Objective: It is important to analyze the relationships between microbe and disease, for this, we proposed a new method to predict potential microbe-disease associations.
Method: In this article, we constructed a gene-disease bipartite network and a microbe-disease bipartite network based on known human gene-disease associations and microbe-disease interactions, respectively. Then, a model for predicting potential microbe-disease associations was designed based on the two bipartite networks.

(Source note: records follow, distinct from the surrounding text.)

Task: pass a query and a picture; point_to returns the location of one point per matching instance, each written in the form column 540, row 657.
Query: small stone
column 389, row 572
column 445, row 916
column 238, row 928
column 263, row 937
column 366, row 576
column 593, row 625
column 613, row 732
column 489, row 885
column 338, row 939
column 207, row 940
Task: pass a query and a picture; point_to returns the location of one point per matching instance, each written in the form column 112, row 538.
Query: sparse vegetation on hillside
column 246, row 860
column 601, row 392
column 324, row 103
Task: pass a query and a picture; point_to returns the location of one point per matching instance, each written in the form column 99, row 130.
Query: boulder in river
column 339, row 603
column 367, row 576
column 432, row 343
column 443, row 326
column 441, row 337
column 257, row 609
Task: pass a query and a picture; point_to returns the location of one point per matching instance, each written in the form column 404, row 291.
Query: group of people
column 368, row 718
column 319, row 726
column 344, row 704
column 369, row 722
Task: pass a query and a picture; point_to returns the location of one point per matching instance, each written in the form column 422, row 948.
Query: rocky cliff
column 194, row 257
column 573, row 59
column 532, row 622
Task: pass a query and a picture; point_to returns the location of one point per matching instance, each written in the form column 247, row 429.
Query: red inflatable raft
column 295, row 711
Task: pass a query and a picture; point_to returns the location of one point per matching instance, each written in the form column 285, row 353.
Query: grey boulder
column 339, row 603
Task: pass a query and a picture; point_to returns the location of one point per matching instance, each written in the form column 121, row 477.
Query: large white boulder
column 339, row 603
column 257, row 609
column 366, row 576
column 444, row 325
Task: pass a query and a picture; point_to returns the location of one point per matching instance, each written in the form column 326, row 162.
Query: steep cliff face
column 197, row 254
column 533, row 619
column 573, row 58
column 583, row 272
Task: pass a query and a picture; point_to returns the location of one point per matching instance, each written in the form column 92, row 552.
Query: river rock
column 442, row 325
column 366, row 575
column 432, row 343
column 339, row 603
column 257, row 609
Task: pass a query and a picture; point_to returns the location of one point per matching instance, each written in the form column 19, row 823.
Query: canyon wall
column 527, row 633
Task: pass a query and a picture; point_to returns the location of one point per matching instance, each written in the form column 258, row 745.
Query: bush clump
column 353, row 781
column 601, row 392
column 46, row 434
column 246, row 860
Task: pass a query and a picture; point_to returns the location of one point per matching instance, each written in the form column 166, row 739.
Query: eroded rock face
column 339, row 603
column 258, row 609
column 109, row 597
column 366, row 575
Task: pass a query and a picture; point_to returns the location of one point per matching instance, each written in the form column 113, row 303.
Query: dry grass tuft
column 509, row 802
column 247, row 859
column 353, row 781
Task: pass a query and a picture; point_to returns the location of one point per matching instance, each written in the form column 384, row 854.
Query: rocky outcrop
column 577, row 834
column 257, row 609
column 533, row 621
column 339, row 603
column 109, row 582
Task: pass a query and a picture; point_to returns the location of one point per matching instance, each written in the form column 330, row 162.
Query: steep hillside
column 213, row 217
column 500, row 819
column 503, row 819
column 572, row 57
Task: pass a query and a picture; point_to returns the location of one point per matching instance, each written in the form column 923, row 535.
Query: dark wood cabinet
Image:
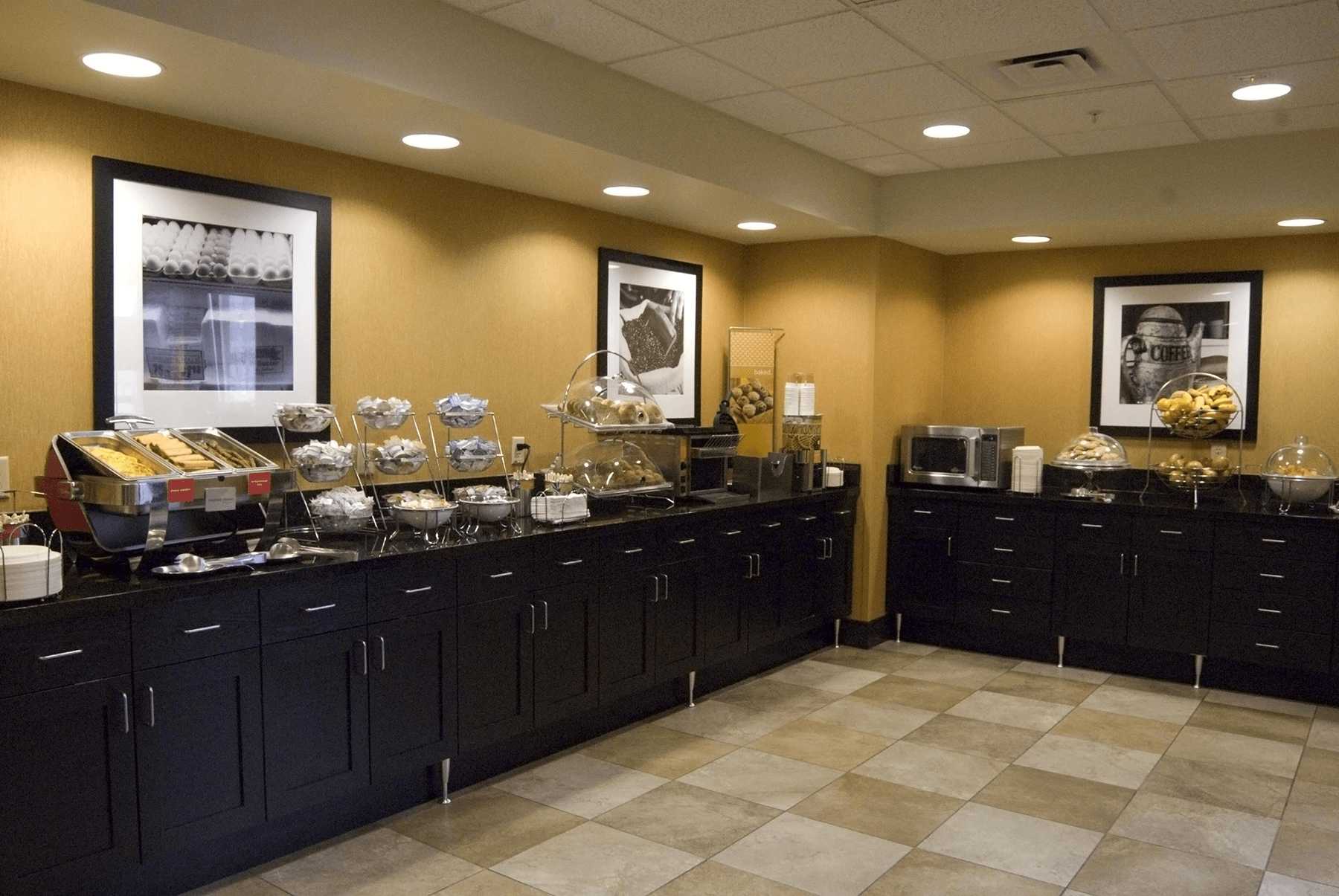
column 315, row 703
column 199, row 750
column 67, row 807
column 411, row 693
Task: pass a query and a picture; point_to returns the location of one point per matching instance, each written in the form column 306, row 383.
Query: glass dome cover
column 1091, row 449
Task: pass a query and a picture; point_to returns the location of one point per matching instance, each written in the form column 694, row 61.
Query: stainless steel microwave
column 974, row 457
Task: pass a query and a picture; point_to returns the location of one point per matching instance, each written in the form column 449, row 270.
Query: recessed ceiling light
column 430, row 141
column 121, row 65
column 1260, row 91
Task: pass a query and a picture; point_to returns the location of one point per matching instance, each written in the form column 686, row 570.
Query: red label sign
column 257, row 484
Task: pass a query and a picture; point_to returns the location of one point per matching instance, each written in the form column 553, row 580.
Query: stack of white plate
column 28, row 573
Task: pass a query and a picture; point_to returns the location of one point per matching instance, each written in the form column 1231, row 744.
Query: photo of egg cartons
column 217, row 307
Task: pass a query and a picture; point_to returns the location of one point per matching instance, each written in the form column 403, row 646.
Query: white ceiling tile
column 1265, row 122
column 1242, row 43
column 689, row 73
column 1146, row 13
column 890, row 94
column 582, row 27
column 696, row 20
column 997, row 153
column 1113, row 140
column 1073, row 113
column 943, row 30
column 989, row 125
column 776, row 112
column 844, row 142
column 1314, row 83
column 897, row 164
column 810, row 51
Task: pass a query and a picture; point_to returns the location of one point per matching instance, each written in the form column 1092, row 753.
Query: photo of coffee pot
column 1158, row 350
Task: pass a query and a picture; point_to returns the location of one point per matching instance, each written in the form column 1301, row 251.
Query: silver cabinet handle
column 68, row 653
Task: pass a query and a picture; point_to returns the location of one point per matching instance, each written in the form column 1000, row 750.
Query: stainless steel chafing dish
column 122, row 511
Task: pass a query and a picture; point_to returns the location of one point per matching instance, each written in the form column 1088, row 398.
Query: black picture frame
column 309, row 306
column 669, row 320
column 1216, row 304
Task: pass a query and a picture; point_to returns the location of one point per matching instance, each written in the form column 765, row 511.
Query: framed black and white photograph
column 1151, row 329
column 211, row 299
column 651, row 314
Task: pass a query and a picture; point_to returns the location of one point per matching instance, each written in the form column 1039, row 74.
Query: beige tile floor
column 903, row 770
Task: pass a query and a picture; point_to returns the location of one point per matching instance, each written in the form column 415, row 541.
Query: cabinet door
column 679, row 623
column 627, row 633
column 495, row 673
column 315, row 700
column 1169, row 600
column 67, row 807
column 920, row 573
column 411, row 693
column 199, row 749
column 565, row 651
column 1091, row 591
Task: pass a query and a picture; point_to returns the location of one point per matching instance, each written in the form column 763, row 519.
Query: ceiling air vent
column 1049, row 68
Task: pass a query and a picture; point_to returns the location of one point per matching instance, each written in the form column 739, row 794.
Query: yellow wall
column 1019, row 347
column 437, row 284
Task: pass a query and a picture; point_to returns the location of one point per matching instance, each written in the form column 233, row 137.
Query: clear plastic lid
column 614, row 465
column 1300, row 458
column 611, row 401
column 1093, row 449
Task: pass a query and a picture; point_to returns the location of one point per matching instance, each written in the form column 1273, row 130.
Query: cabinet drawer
column 1274, row 575
column 1007, row 549
column 36, row 658
column 930, row 513
column 1271, row 646
column 410, row 588
column 312, row 607
column 565, row 561
column 1173, row 533
column 1091, row 525
column 994, row 580
column 194, row 628
column 1277, row 538
column 495, row 573
column 1004, row 613
column 1274, row 611
column 999, row 518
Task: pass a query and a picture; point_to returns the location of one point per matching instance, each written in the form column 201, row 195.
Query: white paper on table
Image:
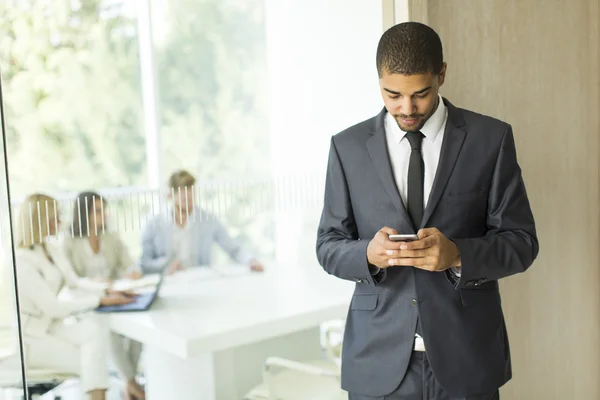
column 134, row 284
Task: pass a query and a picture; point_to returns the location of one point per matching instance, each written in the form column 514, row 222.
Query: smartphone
column 403, row 238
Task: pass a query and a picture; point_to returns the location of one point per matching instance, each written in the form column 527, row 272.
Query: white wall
column 322, row 79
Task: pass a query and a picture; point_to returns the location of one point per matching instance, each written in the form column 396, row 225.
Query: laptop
column 142, row 302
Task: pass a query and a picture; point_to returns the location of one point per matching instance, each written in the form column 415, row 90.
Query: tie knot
column 415, row 139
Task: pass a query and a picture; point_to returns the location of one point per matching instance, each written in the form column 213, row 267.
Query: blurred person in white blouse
column 52, row 340
column 100, row 255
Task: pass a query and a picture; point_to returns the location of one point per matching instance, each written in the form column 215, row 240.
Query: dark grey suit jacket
column 478, row 200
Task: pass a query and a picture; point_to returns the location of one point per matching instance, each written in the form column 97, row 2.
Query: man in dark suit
column 425, row 321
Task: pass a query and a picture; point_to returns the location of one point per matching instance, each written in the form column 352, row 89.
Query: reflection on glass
column 11, row 360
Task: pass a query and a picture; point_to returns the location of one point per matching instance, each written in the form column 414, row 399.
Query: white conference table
column 209, row 332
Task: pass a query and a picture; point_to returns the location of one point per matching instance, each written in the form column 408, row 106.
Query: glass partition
column 117, row 97
column 11, row 349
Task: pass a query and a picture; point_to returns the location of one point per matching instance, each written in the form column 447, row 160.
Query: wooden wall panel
column 534, row 64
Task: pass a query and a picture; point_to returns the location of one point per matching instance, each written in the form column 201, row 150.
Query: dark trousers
column 420, row 384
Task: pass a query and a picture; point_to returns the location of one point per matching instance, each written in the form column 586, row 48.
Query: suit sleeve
column 510, row 245
column 340, row 251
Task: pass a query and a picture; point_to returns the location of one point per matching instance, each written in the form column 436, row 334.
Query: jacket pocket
column 364, row 302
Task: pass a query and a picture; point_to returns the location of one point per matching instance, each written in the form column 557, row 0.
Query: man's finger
column 388, row 231
column 423, row 233
column 407, row 253
column 410, row 262
column 389, row 245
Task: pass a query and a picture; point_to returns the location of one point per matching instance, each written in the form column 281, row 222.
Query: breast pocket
column 464, row 196
column 364, row 302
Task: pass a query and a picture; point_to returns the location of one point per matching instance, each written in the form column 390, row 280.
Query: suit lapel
column 378, row 151
column 454, row 136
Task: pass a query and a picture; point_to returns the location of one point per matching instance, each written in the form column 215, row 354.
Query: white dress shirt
column 181, row 237
column 97, row 264
column 399, row 151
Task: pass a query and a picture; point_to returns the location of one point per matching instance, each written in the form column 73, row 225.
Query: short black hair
column 83, row 207
column 409, row 48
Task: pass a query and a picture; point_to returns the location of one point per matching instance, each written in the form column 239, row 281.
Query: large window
column 244, row 95
column 72, row 95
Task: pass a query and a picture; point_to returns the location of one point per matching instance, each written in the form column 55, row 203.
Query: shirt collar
column 430, row 130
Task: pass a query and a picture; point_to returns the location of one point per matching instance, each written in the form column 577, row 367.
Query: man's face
column 411, row 99
column 184, row 198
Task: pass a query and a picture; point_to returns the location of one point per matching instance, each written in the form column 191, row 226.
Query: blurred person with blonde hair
column 184, row 236
column 99, row 254
column 78, row 347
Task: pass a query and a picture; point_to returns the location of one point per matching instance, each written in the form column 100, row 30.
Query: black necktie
column 416, row 177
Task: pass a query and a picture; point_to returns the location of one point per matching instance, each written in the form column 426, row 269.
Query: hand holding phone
column 386, row 239
column 403, row 237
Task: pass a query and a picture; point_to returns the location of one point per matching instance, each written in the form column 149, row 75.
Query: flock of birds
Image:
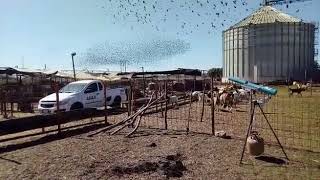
column 135, row 52
column 188, row 15
column 183, row 16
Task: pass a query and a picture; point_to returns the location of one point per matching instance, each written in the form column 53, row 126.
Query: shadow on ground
column 51, row 137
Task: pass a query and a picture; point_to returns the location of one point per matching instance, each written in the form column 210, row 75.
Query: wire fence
column 295, row 119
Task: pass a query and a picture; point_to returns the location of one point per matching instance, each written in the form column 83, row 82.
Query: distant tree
column 215, row 72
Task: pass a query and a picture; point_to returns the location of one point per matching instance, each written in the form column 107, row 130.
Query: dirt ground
column 150, row 154
column 159, row 154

In order to evaluate the prediction performance of our proposed method, Leave-One-Out Cross Validation (LOOCV) and K-fold Cross Validation procedures were implemented.
Results: Simulation results show that our method can achieve a reliable performance with AUC of 0.8993 based on microbe-disease associations downloaded from HMDAD database and human genedisease relationships downloaded from DisGeNET database. Furthermore, it also can reach to a sound performance with AUC of 0.8640 only based on the known microbe-disease associations in the framework of LOOCV, which is clearly better than the performance of state of the art KATZHMDA model with AUC of 0.8382.
Conclusion: It is anticipated that our proposed model could be used to predict more potential microbedisease associations, which is helpful for the understanding of disease mechanism, diagnosis and prognosis.
Keywords: Bipartite network, similarity, computing model, prediction, microbe-disease associations.